Pope Francis has for the first time publicly acknowledged the scandal of priests and bishops sexually abusing nuns, and says he is committed to doing more to fight the problem.
He said the Church was attempting to address the problem but said it was “still going on”.
“It is true … there have been priests and even bishops who have done this. I think it is still going on because something does not stop just because you have become aware of it,” he said, according to the Associated Press.
“We have been working on this for a long time. We have suspended some priests because of this.”
The Pope made the comments in response to questions about an article that appeared last week in a Vatican monthly magazine about the abuse of nuns in the church.
“Should we do something more? Yes. Is there the will? Yes. But it’s a path that we have already begun,” he said while returning home from the United Arab Emirates.
“It’s not that everyone does this, but there have been priests and bishops who have,” he added.

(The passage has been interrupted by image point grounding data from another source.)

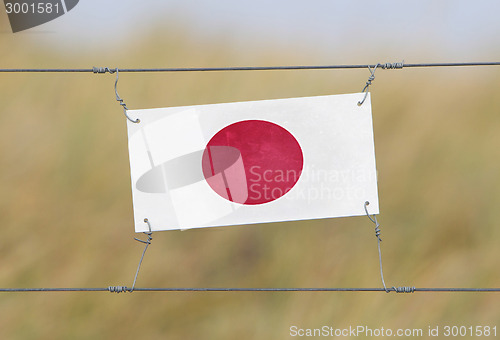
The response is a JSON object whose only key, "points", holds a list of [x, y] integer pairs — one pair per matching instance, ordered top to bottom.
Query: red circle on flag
{"points": [[252, 162]]}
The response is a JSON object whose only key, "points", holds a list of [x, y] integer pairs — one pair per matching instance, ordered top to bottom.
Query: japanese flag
{"points": [[252, 162]]}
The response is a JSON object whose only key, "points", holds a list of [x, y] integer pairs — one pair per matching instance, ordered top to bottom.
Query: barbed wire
{"points": [[398, 65]]}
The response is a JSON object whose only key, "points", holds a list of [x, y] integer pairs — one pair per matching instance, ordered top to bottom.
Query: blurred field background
{"points": [[66, 207]]}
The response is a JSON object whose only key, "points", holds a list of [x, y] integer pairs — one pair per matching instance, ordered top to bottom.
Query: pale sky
{"points": [[455, 30]]}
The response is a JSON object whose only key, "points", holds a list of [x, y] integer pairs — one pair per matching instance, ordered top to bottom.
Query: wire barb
{"points": [[393, 66], [120, 100], [373, 218], [377, 234], [147, 243], [118, 289], [404, 289]]}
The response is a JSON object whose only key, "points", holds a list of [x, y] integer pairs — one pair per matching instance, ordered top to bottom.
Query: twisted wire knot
{"points": [[103, 70]]}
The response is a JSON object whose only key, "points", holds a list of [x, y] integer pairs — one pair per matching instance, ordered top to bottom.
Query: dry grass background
{"points": [[66, 210]]}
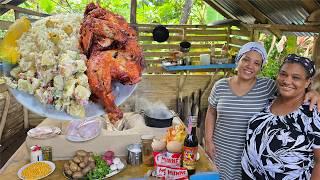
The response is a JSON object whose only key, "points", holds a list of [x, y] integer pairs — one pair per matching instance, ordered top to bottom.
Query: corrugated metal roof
{"points": [[277, 11], [282, 11]]}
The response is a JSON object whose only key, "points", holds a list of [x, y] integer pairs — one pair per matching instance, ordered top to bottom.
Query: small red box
{"points": [[167, 159]]}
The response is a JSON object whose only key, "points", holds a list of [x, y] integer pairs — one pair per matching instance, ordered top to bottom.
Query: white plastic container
{"points": [[204, 59], [36, 154]]}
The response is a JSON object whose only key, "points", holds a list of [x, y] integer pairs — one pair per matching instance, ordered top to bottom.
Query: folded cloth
{"points": [[253, 46], [84, 130]]}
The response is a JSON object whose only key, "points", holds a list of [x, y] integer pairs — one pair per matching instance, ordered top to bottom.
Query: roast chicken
{"points": [[113, 55]]}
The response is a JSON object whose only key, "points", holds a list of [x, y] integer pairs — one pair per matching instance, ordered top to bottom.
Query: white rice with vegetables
{"points": [[51, 66]]}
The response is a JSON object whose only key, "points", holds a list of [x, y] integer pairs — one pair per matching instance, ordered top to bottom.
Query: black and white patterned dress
{"points": [[281, 147]]}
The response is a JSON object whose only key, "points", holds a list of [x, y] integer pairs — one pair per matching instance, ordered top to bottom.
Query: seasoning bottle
{"points": [[212, 49], [224, 51], [191, 142], [147, 152], [36, 153], [47, 153]]}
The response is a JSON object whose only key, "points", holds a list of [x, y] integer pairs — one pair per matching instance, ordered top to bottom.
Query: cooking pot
{"points": [[160, 33], [185, 46], [157, 122]]}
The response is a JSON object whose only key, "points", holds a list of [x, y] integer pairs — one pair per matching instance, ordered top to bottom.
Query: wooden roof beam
{"points": [[310, 5], [220, 9], [23, 10], [253, 11], [258, 15], [285, 27]]}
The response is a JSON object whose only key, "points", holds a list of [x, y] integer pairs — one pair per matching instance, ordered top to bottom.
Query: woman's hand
{"points": [[314, 98], [210, 149]]}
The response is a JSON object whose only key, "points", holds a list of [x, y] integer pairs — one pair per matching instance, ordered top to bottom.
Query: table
{"points": [[208, 67], [20, 158]]}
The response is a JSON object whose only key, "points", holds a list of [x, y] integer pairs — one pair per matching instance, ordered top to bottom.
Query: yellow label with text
{"points": [[189, 157]]}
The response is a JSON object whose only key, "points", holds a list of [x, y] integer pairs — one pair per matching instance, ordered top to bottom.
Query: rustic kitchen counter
{"points": [[20, 158]]}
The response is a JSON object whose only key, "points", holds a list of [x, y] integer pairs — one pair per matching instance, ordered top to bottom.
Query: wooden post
{"points": [[133, 12], [316, 51], [5, 112]]}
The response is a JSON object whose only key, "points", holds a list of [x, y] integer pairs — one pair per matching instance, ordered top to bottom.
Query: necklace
{"points": [[281, 106]]}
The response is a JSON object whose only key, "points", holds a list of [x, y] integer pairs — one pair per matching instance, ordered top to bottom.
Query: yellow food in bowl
{"points": [[36, 170]]}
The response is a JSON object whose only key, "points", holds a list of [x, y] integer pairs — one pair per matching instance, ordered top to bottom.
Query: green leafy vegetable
{"points": [[101, 169]]}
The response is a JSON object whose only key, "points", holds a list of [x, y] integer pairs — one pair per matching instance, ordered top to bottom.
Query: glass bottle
{"points": [[212, 49], [191, 142]]}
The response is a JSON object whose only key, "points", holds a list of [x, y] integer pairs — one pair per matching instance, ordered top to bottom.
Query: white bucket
{"points": [[204, 59]]}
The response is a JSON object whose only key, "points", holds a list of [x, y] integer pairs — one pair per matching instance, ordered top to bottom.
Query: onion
{"points": [[109, 155]]}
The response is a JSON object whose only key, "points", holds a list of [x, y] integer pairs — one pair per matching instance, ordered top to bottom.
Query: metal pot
{"points": [[160, 33], [185, 46], [157, 122]]}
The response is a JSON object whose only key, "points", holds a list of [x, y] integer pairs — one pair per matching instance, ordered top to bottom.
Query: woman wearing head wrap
{"points": [[232, 102], [283, 140]]}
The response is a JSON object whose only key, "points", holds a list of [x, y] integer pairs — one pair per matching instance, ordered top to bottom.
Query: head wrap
{"points": [[252, 46], [307, 63]]}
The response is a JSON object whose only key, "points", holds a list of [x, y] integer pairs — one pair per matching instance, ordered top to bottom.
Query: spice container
{"points": [[36, 153], [47, 153], [134, 154], [147, 156]]}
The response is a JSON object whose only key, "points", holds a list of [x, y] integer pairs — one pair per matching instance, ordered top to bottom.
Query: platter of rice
{"points": [[50, 78]]}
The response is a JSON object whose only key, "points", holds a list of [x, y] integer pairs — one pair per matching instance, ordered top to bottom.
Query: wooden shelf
{"points": [[199, 67]]}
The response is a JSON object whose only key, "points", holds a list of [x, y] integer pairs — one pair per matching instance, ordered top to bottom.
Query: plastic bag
{"points": [[84, 130]]}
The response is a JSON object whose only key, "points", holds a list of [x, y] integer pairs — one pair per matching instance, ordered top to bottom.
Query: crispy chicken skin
{"points": [[113, 54]]}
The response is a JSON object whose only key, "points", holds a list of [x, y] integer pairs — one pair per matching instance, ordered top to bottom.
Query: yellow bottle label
{"points": [[189, 157]]}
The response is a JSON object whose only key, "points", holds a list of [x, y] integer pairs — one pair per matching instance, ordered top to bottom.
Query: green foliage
{"points": [[271, 69]]}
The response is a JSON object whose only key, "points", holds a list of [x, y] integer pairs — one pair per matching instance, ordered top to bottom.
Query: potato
{"points": [[81, 153], [76, 159], [82, 164], [66, 166], [74, 167], [86, 170], [68, 172], [77, 175]]}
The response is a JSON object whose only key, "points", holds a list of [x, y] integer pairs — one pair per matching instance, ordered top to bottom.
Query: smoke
{"points": [[156, 109]]}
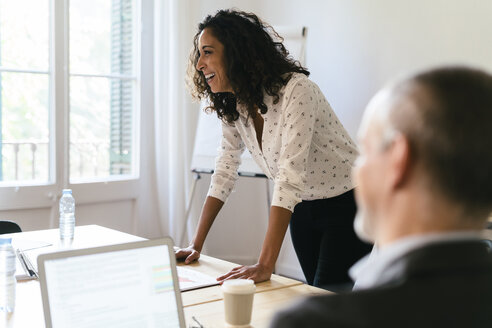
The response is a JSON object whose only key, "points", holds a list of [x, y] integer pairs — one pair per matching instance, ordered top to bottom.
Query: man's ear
{"points": [[400, 161]]}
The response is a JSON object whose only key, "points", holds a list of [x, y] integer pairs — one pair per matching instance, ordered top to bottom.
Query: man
{"points": [[424, 192]]}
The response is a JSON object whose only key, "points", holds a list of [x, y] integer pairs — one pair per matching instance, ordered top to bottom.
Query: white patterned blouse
{"points": [[305, 149]]}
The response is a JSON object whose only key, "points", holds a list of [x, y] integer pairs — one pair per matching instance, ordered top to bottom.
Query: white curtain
{"points": [[175, 120]]}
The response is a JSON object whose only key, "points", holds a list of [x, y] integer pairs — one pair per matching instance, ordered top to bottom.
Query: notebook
{"points": [[125, 285]]}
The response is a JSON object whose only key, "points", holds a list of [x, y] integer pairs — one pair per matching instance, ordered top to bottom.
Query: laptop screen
{"points": [[130, 288]]}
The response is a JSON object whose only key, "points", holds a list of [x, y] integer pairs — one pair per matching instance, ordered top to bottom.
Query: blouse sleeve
{"points": [[299, 116], [226, 163]]}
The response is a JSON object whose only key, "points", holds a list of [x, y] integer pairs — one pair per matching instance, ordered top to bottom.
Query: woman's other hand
{"points": [[188, 254], [257, 273]]}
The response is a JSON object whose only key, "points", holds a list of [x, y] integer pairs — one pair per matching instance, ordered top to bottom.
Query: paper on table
{"points": [[25, 245], [191, 279]]}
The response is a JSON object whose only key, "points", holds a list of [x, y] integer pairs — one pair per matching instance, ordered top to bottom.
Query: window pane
{"points": [[24, 34], [101, 36], [24, 107], [101, 127]]}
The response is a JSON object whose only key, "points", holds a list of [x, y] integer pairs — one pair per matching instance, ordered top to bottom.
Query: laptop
{"points": [[125, 285]]}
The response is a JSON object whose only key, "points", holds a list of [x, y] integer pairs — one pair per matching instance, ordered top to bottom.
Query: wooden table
{"points": [[205, 304]]}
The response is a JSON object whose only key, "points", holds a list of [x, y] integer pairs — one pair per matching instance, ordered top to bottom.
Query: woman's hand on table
{"points": [[188, 254], [257, 273]]}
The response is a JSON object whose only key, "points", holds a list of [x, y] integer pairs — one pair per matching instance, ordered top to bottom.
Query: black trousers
{"points": [[325, 241]]}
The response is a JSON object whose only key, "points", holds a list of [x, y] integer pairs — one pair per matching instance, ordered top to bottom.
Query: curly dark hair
{"points": [[255, 63]]}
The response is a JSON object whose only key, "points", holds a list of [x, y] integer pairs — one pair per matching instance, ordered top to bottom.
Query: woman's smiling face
{"points": [[212, 62]]}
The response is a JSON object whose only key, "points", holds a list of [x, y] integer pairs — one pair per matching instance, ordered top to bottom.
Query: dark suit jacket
{"points": [[440, 285]]}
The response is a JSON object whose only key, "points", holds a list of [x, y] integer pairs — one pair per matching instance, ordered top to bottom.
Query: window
{"points": [[69, 86], [102, 88], [25, 91]]}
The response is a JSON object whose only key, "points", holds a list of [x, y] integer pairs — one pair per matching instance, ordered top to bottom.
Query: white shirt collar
{"points": [[375, 268]]}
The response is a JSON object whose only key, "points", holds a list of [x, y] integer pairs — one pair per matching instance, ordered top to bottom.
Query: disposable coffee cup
{"points": [[238, 301]]}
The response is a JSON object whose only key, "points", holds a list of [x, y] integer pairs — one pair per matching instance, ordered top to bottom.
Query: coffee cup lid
{"points": [[239, 286]]}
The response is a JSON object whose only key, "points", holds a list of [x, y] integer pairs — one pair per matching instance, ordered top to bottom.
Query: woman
{"points": [[268, 105]]}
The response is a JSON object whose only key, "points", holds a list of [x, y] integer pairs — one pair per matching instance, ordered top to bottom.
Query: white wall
{"points": [[353, 48]]}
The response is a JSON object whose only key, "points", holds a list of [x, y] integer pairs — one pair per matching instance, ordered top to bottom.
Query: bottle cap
{"points": [[4, 240]]}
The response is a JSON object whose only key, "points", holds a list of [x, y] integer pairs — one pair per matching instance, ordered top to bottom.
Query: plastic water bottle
{"points": [[67, 215], [7, 275]]}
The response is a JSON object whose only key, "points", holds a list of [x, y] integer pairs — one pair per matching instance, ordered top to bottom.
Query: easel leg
{"points": [[196, 177]]}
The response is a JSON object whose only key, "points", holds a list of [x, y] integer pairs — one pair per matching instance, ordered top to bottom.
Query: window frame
{"points": [[18, 195]]}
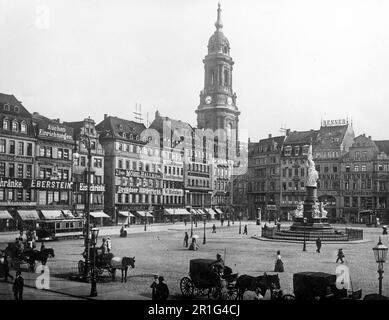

The issue has come to the fore amid the Catholic Church’s overall reckoning with the sexual abuse of minors and the #MeToo-inspired acknowledgement that adults can be victims of abuse whenever there is an imbalance of power in a relationship.
“Pope Benedict had the courage to dissolve a female congregation which was at a certain level, because this slavery of women had entered it – slavery, even to the point of sexual slavery – on the part of clerics or the founder.”
Alessandro Gisotti of the Vatican press office later told CBS News that the order in question had been based in France.
Pope Francis said sexual abuse of nuns was an ongoing problem but happened largely in “certain congregations, predominantly new ones”.
Last November, the Catholic Church’s global organisation for nuns denounced the “culture of silence and secrecy” that prevented them from speaking out.
Just days ago the Vatican’s women’s magazine, Women Church World, condemned the abuse, saying in some cases nuns were forced to abort priests’ children – something Catholicism forbids.
The magazine said the #MeToo movement meant more women were now coming forward with their stories.